Saturday, March 02, 2019

What should apologists do?

The participants in this debate are less intent to win the debate than to promote their own favored version of atheism or theism, for Haldane that being Thomistic Roman Catholicism and for Smart a scientistic species of atheism. The debate would have had more meaning for the students to whom it is supposed to be directed according to the book's cover if the debators had defended a more generic version of their respective theses, thereby freeing them from having to make use of controversial metaphysical doctrines that are not familiar to students and which the debators do not have sufficient space to explain and defend properly. This would have made it more of a real debate. By tying his atheism to a reductive materialistic metaphysics, Smart gives away a significant advantage that the atheist has over the theist in the debate; for whereas theism is committed to a metaphysics that requires the existence of nonembodied spiritual substances, namely God and finite souls, atheism is not committed to any specific metaphysics and thus is less vulnerable than theism.
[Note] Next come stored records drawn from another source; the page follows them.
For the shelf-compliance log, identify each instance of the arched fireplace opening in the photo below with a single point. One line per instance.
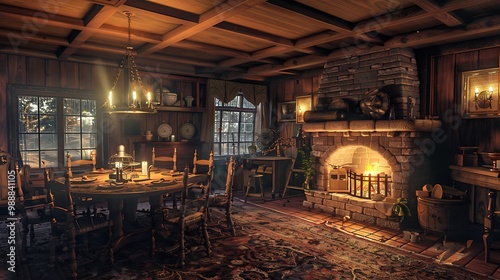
(359, 171)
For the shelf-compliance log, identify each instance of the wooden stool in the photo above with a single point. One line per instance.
(252, 179)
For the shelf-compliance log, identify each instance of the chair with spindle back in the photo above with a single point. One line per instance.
(224, 200)
(65, 222)
(80, 163)
(178, 223)
(33, 211)
(161, 160)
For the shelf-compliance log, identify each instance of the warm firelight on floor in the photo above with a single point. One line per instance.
(371, 169)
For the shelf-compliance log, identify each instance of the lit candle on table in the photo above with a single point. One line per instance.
(144, 166)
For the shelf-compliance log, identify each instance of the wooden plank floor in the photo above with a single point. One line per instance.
(433, 246)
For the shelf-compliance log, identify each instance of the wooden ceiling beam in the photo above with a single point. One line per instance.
(206, 20)
(433, 9)
(332, 22)
(253, 33)
(485, 25)
(17, 14)
(98, 15)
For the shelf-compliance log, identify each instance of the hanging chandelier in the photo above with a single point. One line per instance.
(137, 99)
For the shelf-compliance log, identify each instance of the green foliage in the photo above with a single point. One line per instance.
(401, 209)
(306, 164)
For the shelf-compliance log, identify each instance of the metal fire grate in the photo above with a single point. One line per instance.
(365, 186)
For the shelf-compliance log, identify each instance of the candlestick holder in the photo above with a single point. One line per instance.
(483, 99)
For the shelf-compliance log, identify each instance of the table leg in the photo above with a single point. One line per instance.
(115, 213)
(273, 184)
(155, 202)
(130, 209)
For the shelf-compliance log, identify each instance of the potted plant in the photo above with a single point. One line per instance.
(401, 209)
(306, 165)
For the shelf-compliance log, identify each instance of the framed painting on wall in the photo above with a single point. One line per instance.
(480, 93)
(286, 111)
(303, 105)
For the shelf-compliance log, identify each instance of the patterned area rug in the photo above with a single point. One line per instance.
(268, 245)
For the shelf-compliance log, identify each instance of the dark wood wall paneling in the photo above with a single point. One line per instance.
(40, 72)
(481, 132)
(288, 90)
(3, 104)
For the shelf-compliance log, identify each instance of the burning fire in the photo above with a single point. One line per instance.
(371, 169)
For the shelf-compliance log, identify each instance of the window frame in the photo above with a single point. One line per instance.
(240, 110)
(14, 91)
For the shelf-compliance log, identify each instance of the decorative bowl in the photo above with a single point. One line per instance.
(169, 98)
(377, 197)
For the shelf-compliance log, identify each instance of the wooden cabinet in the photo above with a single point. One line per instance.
(185, 151)
(184, 87)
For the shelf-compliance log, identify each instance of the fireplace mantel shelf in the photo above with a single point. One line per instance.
(416, 125)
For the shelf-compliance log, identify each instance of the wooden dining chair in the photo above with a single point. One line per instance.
(178, 224)
(88, 203)
(161, 161)
(91, 163)
(65, 222)
(224, 200)
(33, 210)
(205, 163)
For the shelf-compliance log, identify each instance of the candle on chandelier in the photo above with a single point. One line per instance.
(144, 168)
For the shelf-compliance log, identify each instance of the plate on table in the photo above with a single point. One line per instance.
(82, 180)
(170, 173)
(104, 171)
(139, 179)
(110, 187)
(161, 182)
(164, 130)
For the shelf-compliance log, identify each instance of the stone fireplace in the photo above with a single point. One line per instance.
(388, 156)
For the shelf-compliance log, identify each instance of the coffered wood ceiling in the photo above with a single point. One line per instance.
(236, 39)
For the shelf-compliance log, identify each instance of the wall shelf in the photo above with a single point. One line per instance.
(180, 109)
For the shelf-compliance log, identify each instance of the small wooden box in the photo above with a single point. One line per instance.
(466, 160)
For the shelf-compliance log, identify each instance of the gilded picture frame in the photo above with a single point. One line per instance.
(304, 104)
(286, 111)
(480, 97)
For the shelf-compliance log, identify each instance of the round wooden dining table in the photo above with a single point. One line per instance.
(122, 197)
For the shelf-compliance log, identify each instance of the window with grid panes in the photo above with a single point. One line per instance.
(48, 127)
(234, 126)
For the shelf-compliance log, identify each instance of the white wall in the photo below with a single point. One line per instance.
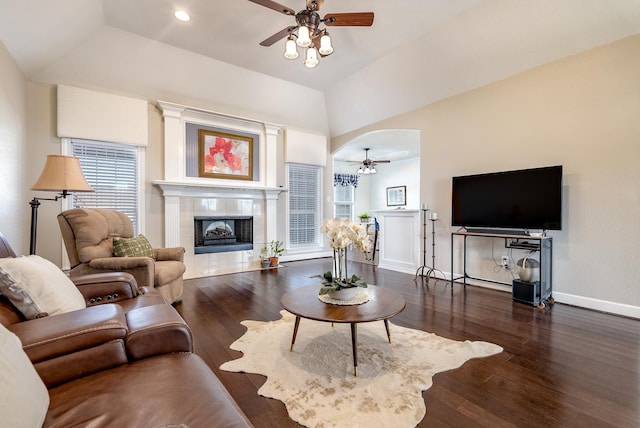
(487, 42)
(14, 210)
(371, 193)
(582, 112)
(397, 173)
(155, 71)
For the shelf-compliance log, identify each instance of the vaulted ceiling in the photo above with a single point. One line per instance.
(416, 52)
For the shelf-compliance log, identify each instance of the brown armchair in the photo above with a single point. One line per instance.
(88, 237)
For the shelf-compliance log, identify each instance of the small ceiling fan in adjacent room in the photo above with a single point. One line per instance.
(307, 33)
(368, 166)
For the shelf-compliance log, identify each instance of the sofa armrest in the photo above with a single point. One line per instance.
(71, 345)
(155, 330)
(121, 263)
(142, 268)
(173, 253)
(106, 287)
(52, 336)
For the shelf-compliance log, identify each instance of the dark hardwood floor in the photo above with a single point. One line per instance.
(561, 367)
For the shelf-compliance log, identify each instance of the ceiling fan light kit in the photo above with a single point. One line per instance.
(307, 34)
(368, 165)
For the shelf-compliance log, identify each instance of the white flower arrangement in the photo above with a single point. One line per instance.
(343, 234)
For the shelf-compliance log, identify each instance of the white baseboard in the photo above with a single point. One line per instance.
(598, 305)
(571, 299)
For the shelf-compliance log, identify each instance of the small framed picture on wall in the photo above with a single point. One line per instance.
(396, 196)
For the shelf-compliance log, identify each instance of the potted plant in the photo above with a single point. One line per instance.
(264, 259)
(275, 249)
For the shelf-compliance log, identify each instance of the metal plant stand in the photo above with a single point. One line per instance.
(430, 270)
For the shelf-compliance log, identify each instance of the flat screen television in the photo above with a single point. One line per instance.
(517, 200)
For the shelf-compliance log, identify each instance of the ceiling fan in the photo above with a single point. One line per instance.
(368, 166)
(307, 32)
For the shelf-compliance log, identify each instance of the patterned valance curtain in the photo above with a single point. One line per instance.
(345, 180)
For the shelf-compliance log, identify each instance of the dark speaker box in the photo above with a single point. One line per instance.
(526, 292)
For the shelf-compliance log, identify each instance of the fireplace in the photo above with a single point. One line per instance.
(222, 234)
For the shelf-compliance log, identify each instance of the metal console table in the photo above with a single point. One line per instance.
(542, 244)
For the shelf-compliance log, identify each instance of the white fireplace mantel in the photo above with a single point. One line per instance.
(184, 189)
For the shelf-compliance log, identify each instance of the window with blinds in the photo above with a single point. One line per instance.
(343, 201)
(305, 211)
(112, 170)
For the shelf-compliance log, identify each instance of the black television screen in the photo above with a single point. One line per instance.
(522, 199)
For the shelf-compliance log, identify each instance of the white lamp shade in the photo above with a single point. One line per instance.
(62, 173)
(312, 58)
(325, 45)
(290, 50)
(304, 39)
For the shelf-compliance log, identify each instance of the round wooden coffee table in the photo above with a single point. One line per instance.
(304, 303)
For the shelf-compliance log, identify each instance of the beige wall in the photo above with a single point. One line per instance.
(582, 112)
(14, 210)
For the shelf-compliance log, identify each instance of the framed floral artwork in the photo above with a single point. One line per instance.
(224, 155)
(396, 196)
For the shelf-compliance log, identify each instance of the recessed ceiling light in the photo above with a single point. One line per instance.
(182, 15)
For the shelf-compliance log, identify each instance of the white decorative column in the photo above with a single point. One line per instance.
(174, 148)
(271, 177)
(271, 151)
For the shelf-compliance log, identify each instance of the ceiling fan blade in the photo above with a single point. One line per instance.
(318, 4)
(358, 19)
(275, 6)
(279, 35)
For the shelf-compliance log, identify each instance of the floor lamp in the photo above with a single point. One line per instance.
(60, 174)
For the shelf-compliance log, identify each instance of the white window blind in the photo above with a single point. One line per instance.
(304, 205)
(112, 170)
(343, 201)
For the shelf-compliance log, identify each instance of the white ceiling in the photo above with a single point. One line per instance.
(231, 31)
(416, 52)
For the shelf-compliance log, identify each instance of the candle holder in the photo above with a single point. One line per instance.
(430, 270)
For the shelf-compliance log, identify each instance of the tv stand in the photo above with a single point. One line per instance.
(497, 232)
(542, 244)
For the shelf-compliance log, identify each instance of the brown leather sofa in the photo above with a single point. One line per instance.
(88, 235)
(125, 360)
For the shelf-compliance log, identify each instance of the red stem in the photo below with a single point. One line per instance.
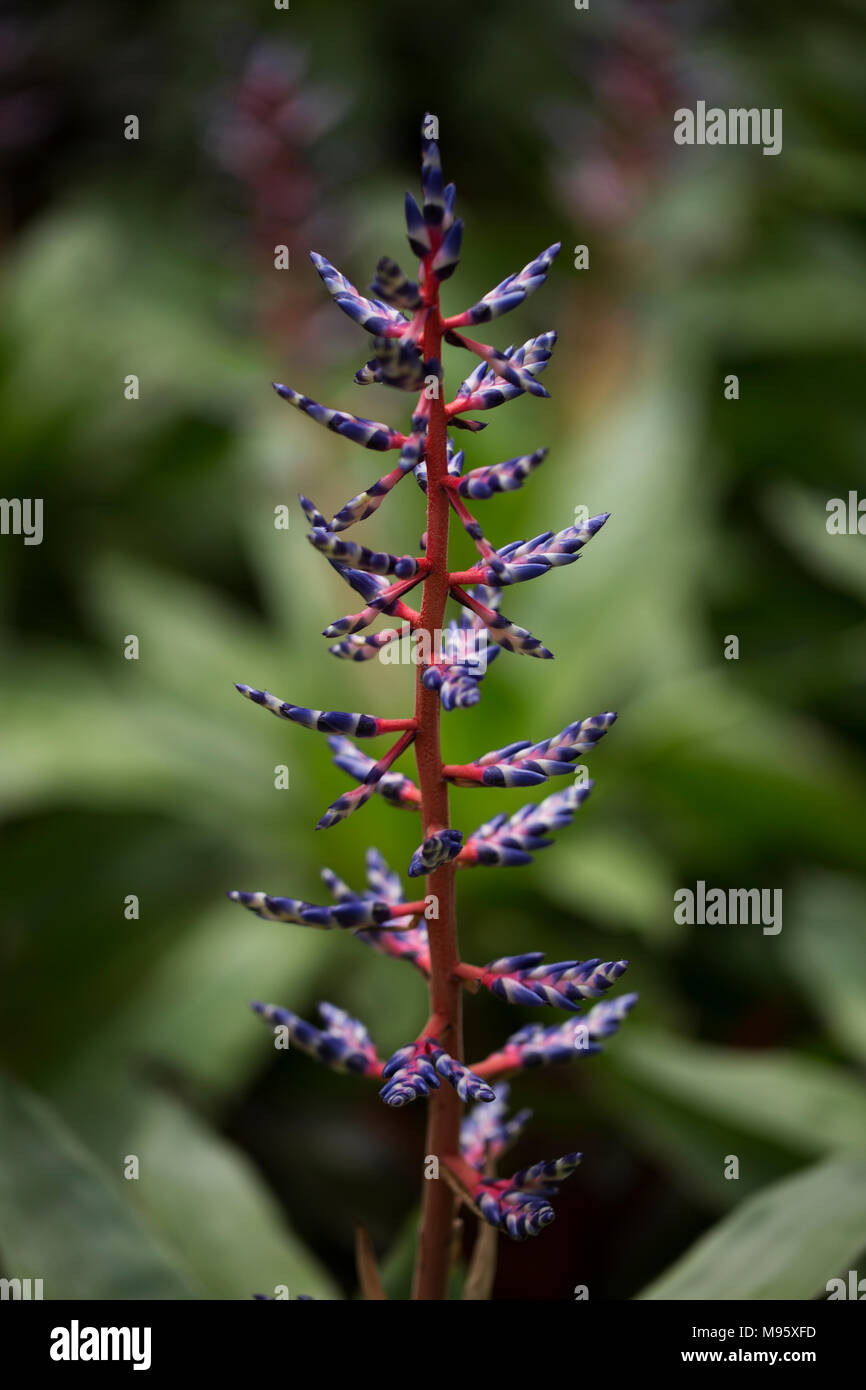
(445, 994)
Smart would have done better to base his atheism on the inductive argument from the apparently gratuitous evils of the world rather than the more vulnerable reductive physicalism. 

This manner of refutation seems to violate the principle of minimal ordinance enjoining us to use the weakest premises that are needed to establish a desired conclusion, for there should be a refutation that does not need to commit itself to a highly controversial nonobjectivist theory of ethics. 

And, finally, Haldane gives an account of his particular brand of theism, namely Catholicism. While the account is not unattractive, it is perhaps somewhat out of place in a book where the question is the general one whether there is or is not a God. 

This raises an issue in apologetic methodology. On the one hand it's popular and prudent for apologists to defend less than they believe. To defend the least ambitious position sufficient to prove their immediate point. The tactical advantage of so doing is that defending the least ambitious formulation has the lowest burden of proof. 

On the other hand, a weakness or limitation of that tactic is that when they artificially confine themselves to defending less than they believe, they may never get around to defending their full-orbed position. But if they're not prepared to defend the whole package, because that's more demanding, because that raises the burden of proof, then they've failed to defend their actual position.

It's refreshing that Smart and Haldane go for broke by defending what they actually believe, rather than a safer surrogate position. They don't hold back.

If apologists lack the confidence to defend the whole package, why do they believe the whole package? Presumably they have reasons for believing the entire package, so at least on occasion shouldn't they make a case for their full-orbed position even if it means exposing more of their flank to hostile fire? If they can't argue for the totality of their position, what's their basis for believing more than they are prepared to defend? 

I think there are many situations in which the minimalistic approach is strategically legitimate. But it's a serious deficiency if the apologist never gets beyond that. Ultimately, this isn't a question of strategy but defending what you really believe. At least that should be the ultimate goal.